O compromisso da CRB é manter ali, ao lado de membros da própria comunidade, um grupo de quatro irmãs de diferentes congregações com o objetivo de realizar um trabalho pastoral e missionário de evangelização. O foco principal da missão é a presença e o companheirismo junto ao povo”, afirma. Atualmente, fazem parte da missão as irmãs Zenaide dos Santos (Missionárias de Ação Paroquial), Augusta Culpo (Congregação das Filhas de Maria Missionárias), Marivone Gomes (Congregação das Pequenas Missionárias Eucarísticas) e Silvia Serra (Missionárias da Imaculada).

O maior problema da favela encontrado pelas irmãs foi a falta de espaço. “As famílias vivem em casas apertadas, e as crianças nem sequer têm lugar para brincar. Elas são praticamente obrigadas a ficar nas ruas enquanto os pais trabalham longe”, confirma a irmã Genoveva Correa (Congregação das Filhas de Maria Auxiliadora), pioneira do grupo que inaugurou a Comunidade Intercongregacional em outubro de 2010. “Foi quando nossa casa, extremamente simples como todas as demais e construída com recursos da Comunidade, ficou pronta e nos mudamos.

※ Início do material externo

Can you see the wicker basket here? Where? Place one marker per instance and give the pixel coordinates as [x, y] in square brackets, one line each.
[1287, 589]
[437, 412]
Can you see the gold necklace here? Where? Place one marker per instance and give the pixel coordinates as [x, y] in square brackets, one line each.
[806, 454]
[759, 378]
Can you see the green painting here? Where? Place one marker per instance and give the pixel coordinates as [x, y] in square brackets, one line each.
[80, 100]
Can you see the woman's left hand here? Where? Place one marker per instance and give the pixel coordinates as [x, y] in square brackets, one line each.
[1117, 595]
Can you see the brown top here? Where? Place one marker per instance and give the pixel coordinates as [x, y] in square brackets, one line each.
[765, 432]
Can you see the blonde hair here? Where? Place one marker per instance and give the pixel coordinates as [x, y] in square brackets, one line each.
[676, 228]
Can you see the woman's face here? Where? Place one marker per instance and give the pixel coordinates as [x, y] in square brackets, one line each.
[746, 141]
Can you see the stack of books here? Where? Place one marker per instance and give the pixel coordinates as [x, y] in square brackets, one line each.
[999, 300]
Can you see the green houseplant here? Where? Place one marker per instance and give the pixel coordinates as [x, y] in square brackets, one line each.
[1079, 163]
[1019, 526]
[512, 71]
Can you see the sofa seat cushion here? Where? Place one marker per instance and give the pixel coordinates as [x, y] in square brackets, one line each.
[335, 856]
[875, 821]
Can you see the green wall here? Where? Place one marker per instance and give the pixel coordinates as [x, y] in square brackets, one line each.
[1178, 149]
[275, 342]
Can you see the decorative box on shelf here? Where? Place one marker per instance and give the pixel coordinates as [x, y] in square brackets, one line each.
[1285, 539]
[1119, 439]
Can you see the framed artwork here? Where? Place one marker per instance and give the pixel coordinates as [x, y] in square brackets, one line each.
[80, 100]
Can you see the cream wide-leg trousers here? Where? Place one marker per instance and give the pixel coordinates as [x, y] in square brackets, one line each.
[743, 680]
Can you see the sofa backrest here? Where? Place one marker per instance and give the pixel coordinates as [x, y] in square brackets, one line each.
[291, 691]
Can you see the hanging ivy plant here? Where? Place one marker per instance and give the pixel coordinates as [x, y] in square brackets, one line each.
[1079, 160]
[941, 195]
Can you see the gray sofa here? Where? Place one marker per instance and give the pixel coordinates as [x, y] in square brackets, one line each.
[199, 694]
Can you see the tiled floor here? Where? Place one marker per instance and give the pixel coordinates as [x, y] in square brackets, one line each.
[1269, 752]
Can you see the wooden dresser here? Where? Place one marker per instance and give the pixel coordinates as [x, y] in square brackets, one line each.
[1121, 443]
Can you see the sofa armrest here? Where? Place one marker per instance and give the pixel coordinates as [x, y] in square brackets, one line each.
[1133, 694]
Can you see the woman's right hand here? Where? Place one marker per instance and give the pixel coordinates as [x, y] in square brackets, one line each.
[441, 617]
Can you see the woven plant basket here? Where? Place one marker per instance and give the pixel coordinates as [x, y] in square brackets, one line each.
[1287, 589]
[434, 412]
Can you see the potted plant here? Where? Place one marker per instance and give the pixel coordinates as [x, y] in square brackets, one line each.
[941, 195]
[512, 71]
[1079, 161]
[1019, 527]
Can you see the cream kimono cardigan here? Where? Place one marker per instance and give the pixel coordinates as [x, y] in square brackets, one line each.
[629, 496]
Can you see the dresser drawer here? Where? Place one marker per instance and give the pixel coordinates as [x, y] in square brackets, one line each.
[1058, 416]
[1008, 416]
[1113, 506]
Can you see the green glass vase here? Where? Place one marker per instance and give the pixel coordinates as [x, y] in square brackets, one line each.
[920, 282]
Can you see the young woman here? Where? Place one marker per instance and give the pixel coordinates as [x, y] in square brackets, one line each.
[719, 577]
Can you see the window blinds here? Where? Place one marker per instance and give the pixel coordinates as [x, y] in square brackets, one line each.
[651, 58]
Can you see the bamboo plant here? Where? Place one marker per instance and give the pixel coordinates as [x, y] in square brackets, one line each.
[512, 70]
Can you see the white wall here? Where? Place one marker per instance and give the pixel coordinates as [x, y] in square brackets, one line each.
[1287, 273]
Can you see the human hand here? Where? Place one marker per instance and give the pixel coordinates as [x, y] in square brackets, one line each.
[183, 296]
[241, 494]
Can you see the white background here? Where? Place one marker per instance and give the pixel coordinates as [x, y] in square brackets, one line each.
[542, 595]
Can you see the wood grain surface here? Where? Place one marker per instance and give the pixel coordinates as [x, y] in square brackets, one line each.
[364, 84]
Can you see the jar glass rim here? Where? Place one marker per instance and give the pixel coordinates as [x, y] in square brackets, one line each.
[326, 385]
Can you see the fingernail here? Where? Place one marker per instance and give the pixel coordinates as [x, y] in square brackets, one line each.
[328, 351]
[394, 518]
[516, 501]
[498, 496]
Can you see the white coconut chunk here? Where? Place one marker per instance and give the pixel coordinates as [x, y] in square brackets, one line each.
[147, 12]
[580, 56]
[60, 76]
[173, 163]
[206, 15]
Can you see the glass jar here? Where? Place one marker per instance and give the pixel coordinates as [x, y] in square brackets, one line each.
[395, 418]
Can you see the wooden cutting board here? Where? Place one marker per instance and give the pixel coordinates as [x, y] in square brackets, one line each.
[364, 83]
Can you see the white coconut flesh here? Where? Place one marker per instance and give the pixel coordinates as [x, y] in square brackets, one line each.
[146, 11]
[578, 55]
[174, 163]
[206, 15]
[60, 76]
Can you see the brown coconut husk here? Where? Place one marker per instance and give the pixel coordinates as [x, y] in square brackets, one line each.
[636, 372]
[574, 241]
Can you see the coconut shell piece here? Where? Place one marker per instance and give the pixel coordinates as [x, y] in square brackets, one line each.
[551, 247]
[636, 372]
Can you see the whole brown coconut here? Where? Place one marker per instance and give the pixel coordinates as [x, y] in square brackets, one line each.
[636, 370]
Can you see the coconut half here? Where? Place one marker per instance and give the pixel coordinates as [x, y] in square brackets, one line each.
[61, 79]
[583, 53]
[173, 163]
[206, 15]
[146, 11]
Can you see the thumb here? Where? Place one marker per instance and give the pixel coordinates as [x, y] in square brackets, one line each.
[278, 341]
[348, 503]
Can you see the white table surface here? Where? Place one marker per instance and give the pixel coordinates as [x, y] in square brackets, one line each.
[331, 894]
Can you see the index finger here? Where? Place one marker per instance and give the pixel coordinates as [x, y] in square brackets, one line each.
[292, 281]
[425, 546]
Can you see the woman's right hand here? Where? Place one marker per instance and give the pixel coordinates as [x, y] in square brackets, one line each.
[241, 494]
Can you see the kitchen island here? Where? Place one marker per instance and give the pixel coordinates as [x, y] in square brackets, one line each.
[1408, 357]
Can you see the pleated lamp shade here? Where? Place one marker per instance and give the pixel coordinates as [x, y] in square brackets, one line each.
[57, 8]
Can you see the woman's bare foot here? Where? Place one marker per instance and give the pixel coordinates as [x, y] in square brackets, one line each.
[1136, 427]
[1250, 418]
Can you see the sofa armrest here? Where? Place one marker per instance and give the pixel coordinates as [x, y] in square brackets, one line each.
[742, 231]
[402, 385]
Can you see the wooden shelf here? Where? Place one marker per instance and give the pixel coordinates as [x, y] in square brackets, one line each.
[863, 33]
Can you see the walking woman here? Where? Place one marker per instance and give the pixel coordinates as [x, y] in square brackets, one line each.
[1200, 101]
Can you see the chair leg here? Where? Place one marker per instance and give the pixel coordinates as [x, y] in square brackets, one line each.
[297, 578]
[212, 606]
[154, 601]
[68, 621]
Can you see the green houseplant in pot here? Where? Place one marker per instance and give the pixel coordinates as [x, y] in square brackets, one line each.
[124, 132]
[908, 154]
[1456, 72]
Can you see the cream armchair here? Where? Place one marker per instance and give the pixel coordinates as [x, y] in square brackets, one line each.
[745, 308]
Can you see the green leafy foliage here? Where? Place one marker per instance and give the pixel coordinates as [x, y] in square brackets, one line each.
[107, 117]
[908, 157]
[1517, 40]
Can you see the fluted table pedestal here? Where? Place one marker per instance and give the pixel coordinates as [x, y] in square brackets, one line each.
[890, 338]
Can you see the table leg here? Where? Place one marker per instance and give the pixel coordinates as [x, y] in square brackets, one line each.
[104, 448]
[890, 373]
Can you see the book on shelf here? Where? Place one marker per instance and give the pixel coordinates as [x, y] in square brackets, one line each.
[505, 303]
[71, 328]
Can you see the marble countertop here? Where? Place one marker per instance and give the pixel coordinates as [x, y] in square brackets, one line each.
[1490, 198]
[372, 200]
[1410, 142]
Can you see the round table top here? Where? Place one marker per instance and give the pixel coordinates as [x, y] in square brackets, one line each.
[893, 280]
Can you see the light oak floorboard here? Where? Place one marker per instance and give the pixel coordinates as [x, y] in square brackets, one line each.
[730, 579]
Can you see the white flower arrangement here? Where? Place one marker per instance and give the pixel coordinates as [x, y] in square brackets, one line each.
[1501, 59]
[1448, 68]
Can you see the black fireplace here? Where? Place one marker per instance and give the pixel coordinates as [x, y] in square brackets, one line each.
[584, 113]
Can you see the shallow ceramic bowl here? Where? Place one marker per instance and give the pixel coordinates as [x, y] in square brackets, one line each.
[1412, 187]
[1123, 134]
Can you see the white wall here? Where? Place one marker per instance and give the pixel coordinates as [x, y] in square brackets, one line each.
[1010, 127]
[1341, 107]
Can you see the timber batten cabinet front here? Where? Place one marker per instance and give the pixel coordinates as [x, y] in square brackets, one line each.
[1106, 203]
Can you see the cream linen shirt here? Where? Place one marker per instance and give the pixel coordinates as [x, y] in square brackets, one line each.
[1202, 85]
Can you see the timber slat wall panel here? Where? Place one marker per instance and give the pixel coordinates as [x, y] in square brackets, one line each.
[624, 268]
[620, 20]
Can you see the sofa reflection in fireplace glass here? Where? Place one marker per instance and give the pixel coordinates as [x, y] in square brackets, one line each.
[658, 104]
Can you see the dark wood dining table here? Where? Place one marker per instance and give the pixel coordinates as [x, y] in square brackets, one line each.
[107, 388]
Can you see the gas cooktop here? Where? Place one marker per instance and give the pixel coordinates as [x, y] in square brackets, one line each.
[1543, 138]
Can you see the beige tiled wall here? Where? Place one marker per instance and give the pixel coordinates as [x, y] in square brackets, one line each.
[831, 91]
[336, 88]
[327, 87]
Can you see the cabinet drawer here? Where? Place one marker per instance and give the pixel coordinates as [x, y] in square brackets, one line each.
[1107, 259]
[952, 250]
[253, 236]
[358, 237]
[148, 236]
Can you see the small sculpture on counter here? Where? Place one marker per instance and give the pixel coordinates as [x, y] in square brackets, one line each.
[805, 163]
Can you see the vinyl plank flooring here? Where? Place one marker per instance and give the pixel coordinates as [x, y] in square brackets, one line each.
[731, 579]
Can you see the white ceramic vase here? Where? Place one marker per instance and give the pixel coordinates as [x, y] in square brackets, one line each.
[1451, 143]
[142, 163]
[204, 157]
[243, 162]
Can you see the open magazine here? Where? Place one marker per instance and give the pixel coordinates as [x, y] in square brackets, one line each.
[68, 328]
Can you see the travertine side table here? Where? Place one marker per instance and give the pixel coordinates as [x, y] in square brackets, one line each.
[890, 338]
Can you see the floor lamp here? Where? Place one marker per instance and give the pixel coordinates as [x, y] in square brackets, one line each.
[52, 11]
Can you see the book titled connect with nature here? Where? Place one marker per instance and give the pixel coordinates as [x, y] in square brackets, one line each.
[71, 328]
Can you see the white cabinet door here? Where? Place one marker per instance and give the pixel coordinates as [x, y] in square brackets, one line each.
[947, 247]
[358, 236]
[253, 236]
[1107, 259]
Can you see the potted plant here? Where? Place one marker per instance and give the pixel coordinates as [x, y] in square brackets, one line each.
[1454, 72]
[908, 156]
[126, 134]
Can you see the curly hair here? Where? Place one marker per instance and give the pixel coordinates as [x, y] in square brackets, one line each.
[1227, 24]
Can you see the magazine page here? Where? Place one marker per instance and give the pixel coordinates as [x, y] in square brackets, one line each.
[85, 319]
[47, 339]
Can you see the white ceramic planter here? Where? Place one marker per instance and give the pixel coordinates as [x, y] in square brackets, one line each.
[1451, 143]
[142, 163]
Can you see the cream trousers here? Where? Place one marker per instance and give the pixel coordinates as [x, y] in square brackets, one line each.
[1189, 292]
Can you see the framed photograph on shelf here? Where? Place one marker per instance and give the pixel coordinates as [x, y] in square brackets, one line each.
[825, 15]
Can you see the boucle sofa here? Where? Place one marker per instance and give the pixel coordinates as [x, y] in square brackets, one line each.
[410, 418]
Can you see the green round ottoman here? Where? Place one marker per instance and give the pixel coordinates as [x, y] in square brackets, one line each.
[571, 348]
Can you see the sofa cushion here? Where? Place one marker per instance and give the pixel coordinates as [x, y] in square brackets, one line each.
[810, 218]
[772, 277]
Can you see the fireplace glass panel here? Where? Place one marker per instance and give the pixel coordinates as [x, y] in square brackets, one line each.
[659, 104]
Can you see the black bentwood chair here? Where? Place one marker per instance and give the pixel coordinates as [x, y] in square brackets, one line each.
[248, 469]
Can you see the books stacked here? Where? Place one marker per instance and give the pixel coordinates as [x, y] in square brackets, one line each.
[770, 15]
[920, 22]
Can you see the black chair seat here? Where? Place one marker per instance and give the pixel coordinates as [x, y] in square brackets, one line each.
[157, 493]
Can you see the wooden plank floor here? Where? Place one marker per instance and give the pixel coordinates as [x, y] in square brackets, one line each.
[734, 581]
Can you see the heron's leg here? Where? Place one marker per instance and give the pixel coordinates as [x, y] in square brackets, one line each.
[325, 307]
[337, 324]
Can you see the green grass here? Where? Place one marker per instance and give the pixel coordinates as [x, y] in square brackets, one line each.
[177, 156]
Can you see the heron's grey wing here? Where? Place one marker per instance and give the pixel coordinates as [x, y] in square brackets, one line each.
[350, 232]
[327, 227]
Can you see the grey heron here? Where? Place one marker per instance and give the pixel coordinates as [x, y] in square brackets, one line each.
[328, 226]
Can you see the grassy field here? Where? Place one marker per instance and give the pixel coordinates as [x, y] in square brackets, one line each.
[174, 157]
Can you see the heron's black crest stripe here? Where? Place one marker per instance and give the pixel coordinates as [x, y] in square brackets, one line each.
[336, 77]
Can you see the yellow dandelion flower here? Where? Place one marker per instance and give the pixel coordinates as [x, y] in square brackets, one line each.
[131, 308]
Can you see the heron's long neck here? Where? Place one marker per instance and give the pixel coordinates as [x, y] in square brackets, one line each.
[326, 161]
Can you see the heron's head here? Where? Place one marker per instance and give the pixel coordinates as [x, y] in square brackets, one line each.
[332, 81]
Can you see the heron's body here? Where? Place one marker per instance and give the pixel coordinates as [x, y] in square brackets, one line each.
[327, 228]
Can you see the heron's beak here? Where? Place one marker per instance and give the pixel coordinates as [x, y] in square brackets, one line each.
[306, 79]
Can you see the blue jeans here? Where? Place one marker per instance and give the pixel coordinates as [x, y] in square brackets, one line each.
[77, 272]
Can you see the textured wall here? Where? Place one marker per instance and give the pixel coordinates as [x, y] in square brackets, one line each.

Fomos bem acolhidas e, no meu caso, só deixei o projeto porque o período máximo na missão é de três anos. Até queria continuar, mas a idade não permitia. Tenho 81 anos e aqui passamos o tempo todo nas ruas, caminhando”, testemunha irmã Genoveva, cujo trabalho teve seu foco na catequese de crianças, jovens e adultos, na formação de novos catequistas, preparação dos sacramentos, tríduos, novenas e, principalmente, em tudo o mais que era necessário. “Aqui não se escolhe serviço”, completa.

Ruas, casas, barracos – “A experiência do convívio de religiosas de diferentes congregações em uma mesma missão, em uma favela de uma metrópole urbana, é de profunda conversão pessoal. Pessoalmente, fico admirada pela resistência desse povo em vencer as dificuldades do cotidiano, como a violência, o emprego mal remunerado e a falta de serviços públicos. Em meio a esses e outros problemas, há um número imenso de famílias preocupadas com a formação de seus filhos. Por isso, aqui, nós temos mais a aprender do que a ensinar”, relata irmã Augusta Culpo, integrada à missão no início deste ano e já familiarizada com a rotina da favela. Esse ensinamento, claro, se dá diariamente e no corpo a corpo com o povo. “Precisamos estar disponíveis 24 horas por dia, principalmente para os mais excluídos”, completa irmã Augusta.

Para dom Edmar Peron, bispo auxiliar da Arquidiocese de São Paulo e responsável pela Região Episcopal Belém, o primeiro sinal de valorização dessa nova Comunidade está no fato de ela trazer para dentro de si vários carismas, que, juntos, se colocam a serviço da evangelização. “Trata-se de uma experiência viva, aberta e voltada verdadeiramente para a população. A prova disso é que em todas as vezes que visitei a casa das irmãs, na favela, nunca encontrei todas. Por quê? Porque elas estavam nas ruas, nas casas, nos barracos, junto com as pessoas. Isso se chama fraternidade. Seria muito bom vermos isso acontecendo Brasil afora, em outras comunidades”, projeta dom Edmar. É o que também muitos outros esperam. “Precisamos reavivar o carisma de nossos fundadores, deixar os conventos e as clausuras e optar, verdadeiramente, pelos pobres”, avisa o padre Patrick Clarke.